Presumably, what they were trying to say is something along these lines:
By parking on this site other than in accordance with the regulations [though the sign is so badly written it’s unclear what the regulations are] you will be liable to be issued with a Parking Charge Notice of £100.00, payable within 28 days.
But all this confusion could have been avoided if the notice had been reduced merely to two words: NO PARKING.
How not to write a letter
Here is a remarkably repetitive letter, written by a doctor, which The British Medical Journal saw fit to publish (5 December 2020). I reproduce it slightly shortened and with emphasis added:
Mass testing programmes—as rolled out in Liverpool—raise complex ethical matters. Establishing a transparent process that debates and manages ethical matters to encourage…stakeholders is important…The concerns people might have about mass testing programmes [and] screening programmes should be…based on an ethical framework. A robust ethical framework to guide mass testing…is needed, building on work that has identified ethical considerations [which] would enable systematic and principled decision making…to assure the ethical standing of mass testing programmes for covid-19. In a pandemic response mired in controversy and challenge, thinking deeply and in an anticipatory way about ethical matters is likely to pay dividends.

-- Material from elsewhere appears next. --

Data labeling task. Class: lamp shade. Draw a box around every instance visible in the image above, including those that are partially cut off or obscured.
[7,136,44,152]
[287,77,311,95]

Why does she have to say ‘rolled out’ when there are many other serviceable words to chose from? How about launched, introduced, organized, started, begun, embarked on, ushered in, initiated, instigated, instituted, inaugurated, set up, brought out, or opened? She apparently doesn’t realise that clichés should be avoided like the plague.
Apart from stating the obvious in the first sentence, since the writer seems to have no concrete suggestions for dealing with the complex ethical matters to which she alludes, she might well have decided that sending this letter was pointless.
Evidently, even being highly educated is no guarantee of the ability to write well.